The team chose to focus on a protein coding change that resulted in the deletion of a single amino acid from the resultant protein, which was associated with a shift toward a lighter coat color. 

“That told us that mutation was associated with survival, but we wanted to know exactly what the mutation did,” Hoekstra said. “We worked in collaboration with Jonathan Duke-Cohan at Harvard Medical School to do a series of biochemical analyses to show that this mutation affected the binding property of this protein in a way that leads to lighter coloration.” 

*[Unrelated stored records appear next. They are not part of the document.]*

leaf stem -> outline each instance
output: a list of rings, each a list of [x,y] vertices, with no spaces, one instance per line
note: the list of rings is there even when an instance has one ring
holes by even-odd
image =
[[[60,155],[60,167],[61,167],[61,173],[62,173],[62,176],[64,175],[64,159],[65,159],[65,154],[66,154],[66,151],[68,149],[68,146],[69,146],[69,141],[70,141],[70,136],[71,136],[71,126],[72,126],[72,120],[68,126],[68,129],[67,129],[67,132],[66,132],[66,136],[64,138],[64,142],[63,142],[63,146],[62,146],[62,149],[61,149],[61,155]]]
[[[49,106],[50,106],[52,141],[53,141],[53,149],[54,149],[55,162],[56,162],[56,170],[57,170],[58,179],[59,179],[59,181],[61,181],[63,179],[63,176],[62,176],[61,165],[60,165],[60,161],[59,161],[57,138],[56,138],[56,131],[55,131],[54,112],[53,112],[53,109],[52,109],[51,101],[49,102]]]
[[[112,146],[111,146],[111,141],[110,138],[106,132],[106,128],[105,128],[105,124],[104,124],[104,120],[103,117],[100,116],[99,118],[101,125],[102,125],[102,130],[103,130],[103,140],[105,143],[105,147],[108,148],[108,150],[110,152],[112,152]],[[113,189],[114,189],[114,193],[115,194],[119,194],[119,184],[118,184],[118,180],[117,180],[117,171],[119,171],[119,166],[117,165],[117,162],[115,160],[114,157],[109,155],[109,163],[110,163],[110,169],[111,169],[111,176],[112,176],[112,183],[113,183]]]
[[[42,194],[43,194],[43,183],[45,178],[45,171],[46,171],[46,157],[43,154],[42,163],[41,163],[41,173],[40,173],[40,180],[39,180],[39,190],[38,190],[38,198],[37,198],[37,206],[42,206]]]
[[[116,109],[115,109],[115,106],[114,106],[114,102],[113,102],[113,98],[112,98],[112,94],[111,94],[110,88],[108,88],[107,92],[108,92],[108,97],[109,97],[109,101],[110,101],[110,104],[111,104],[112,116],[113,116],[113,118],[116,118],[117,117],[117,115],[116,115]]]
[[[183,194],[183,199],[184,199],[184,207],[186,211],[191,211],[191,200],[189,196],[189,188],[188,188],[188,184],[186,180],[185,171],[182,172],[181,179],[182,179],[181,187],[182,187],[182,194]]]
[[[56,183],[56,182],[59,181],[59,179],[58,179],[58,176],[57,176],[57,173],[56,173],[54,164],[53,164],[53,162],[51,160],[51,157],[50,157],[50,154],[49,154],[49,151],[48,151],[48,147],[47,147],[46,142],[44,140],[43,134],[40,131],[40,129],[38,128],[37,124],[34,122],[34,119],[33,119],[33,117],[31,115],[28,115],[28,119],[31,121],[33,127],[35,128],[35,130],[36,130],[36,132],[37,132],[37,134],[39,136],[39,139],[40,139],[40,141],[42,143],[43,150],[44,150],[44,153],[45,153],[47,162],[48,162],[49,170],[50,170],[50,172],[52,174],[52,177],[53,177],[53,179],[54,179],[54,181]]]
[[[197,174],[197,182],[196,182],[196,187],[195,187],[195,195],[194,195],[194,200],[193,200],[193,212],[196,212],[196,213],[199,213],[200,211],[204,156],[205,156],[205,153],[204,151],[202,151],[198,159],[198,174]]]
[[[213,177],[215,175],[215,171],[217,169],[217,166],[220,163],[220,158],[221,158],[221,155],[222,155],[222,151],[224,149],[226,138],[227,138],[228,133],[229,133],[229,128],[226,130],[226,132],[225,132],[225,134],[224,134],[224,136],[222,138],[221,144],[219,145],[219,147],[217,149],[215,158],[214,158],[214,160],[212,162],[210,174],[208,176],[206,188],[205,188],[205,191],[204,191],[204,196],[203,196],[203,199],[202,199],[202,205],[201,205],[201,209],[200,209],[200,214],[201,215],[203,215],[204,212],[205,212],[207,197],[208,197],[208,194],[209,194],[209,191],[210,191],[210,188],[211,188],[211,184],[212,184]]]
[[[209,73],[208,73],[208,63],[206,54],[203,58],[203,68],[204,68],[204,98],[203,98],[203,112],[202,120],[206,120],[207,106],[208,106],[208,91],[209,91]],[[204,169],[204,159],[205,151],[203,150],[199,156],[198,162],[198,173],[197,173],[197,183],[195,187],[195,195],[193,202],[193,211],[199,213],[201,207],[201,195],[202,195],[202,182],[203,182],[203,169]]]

Further tests using gene-editing techniques confirmed that the mutation on its own resulted in visibly lighter-colored mice, Hoekstra said. 

“That was such a satisfying result — the fact that you can just look at a mouse and see a difference,” she said. “You can imagine a scenario where a mutation caused a change in color, but you can only see it if you measure it with a very precise instrument, but here it was wonderfully obvious.” 

Going forward, Hoekstra said there are two main paths for researchers to pursue: investigating whether there are other genetic differences, in pigment genes or other genes, that help mice survive either on or off the sand hills, and investigating change over multiple generations. 

“Yes, there is a big difference between the soil color on and off the sand hills,” she said. “But they also differ in vegetation and other ecological aspects, so there are likely other differences besides color at the phenotype level that we’d like to tap into as well. In that case, looking genome-wide and asking if there are other regions of the genome that affect fitness will be a next step as well as looking across generations.” 

Ultimately, though, Hoekstra said the study offers an important — and complete — picture of how evolution works in mammals. 

“What I like about this study is it starts at the organismal level and goes all the way down to a mutation, and understanding how, precisely, that mutation leads to a change in phenotype and how that change leads to survival differences in the wild,” she said. “So I think this is a very satisfying illustration of the full process of evolution, from the ecological consequences of these phenotype changes down the molecular details.” 

This study was supported with funding from the Natural Sciences and Engineering Research Council of Canada, the Swiss National Science Foundation, the National Geographic Society, the Harvard Museum of Comparative Zoology, and the Howard Hughes Medical Institute.